I was lucky enough to grow up in a fairly rural area, surrounded by nature and always aware of the seasons. The woods, wild plants, berries and flowers were part of my everyday life. One childhood memory in particular has always stayed with me. I vividly recall one summer evening weaving a path through tall grasses woven with cleavers, or sticky bobs as we called them, the buds velcroed to my socks.
I remember asking an adult what the point of this sticky and annoying plant was and being given a vague explanation to its medicinal uses. I took one of the cleavers’ leaves, ate it and thought how much it tasted of freshly-shelled peas. It occurred to me that other medicine didn’t taste so fresh or natural. Even then I felt deep down that there was more to this plant’s story and it left me wondering how much around me was edible or healing.
These tiny sparks of interest never left me but, growing up, a career and the pace of modern life stopped me from pursuing them. Then in my 30s I became ill, life-changingly ill. Suddenly I had time to rekindle these old interests and I began to consider how I might make myself healthy again. Although I cope with the physical and mental limitations of my illness reasonably well, I do not intend to be this way forever. I have fibromyalgia which affects just about every part of my body and consequently my life. The doctors could only offer steroids and strong pain relief but I knew this would inevitably lead to a downward spiral from which I might never recover.

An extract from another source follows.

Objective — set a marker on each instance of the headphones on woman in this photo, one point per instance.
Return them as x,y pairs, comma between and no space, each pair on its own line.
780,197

I’ve always been quite a resourceful person and so I approached my health in the same way I might tackle a torn dress or a piece of broken furniture – I would fix me, I would learn how to make myself well again. This might sound odd but I’ve always believed that if you research and teach yourself enough you can do pretty much anything you set your mind to, within reason.
In the quest to heal myself I began to find answers to the ailments of those around me and suddenly found myself making simple ointments and salves, medicines and teas. It all came so naturally it was as if I had known these skills all my life.
The very first concoction I made was for a friend with severe eczema. The pharmaceutical cream she was using had stopped working and her skin was very red and even bleeding in places. The itchiness was driving her mad so I trawled through the collection of herbal books I had picked up from various charity and book shops and discovered chickweed, also known as stitchwort. I realised I had seen this little plant on the edge of a small square in the village so I walked down and collected some.
There are many kinds of chickweed but the most effective for soothing eczema is easily identified due to the hairs growing on just one side of the stem. I gathered a bunch and together we washed and picked off every tiny leaf. At the time I didn’t have a food mixer so we took turns pounding them to a pulp with my pestle and mortar. With no clear idea what I was doing I decided to use some aqueous cream and mixed it with the pulped plant. The finished ointment was hulk green with little tiny bits of leaf in it but my very game friend tried it and was immediately relieved from the itching. Over the course of the next few weeks her eczema calmed down and her skin began to heal. We were both stunned by how quickly something so simple had worked.
This was the point where an interest became a vocation and for the last few years I have researched, experimented and learnt a great deal – but there is so much more to know. In this blog I hope to share some of my experiences and the amazing things I have found. With the rising cost of living and looming certainty that healthcare won’t always be free, it feels like the perfect time to re-learn what free food is out there and to revisit our herbal roots.
DISCLAIMER: These are some of my personal experiences combined with information I have researched over a number of years. I am not encouraging people to self-medicate – in the treatment of specific conditions it is best to consult a herbalist or your GP. If you should develop an adverse reaction to any of the herbs mentioned above please stop using them immediately. Always take care when identifying plants.